The influence of human leukocyte antigen-DRB1*15:01 and its interaction with smoking in MS development is dependent on DQA1*01:01 status.

ABSTRACT

BACKGROUND: HLA-DRB1*1501, absence of HLA-A*0201, and smoking interact to increase multiple sclerosis (MS) risk. OBJECTIVE: To analyze whether MS-associated human leukocyte antigen (HLA) alleles, apart from DRB1*1501 and absence of A*0201, interact with smoking in MS development, and to explore whether the established HLA-smoking interaction is affected by the DQA1*0101 allele, which confers a protective effect only in the presence of DRB1*1501. METHODS: In two Swedish population-based case-control studies (5838 cases, 5412 controls), subjects with different genotypes and smoking habits were compared regarding MS risk, by calculating odds ratios with 95% confidence intervals employing logistic regression.
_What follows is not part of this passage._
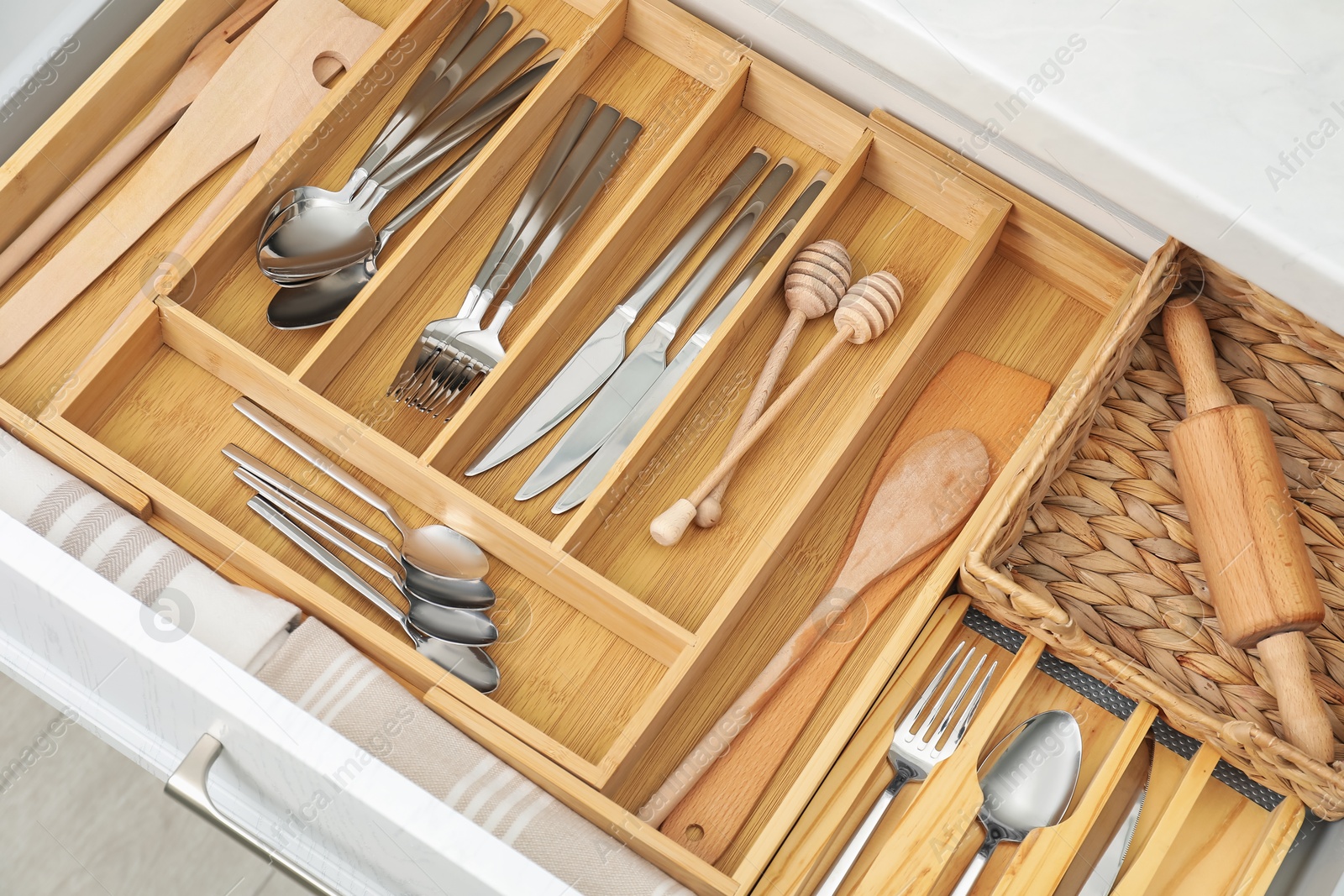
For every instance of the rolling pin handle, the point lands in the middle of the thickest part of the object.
(1193, 352)
(1300, 710)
Interaction on the additive scale between different genotypes and smoking was evaluated. RESULTS: The DRB1*0801 allele interacted with smoking to increase MS risk. The interaction between DRB1*1501 and both the absence of A*0201 and smoking was confined to DQA1*0101 negative subjects, whereas no interactions occurred among DQA1*0101 positive subjects. CONCLUSION: Multifaceted interactions take place between different class II alleles and smoking in MS development. The influence of DRB1*1501 and its interaction with the absence of A*0201 and smoking is dependent on DQA1*0101 status which may be due to differences in the responding T-cell repertoires.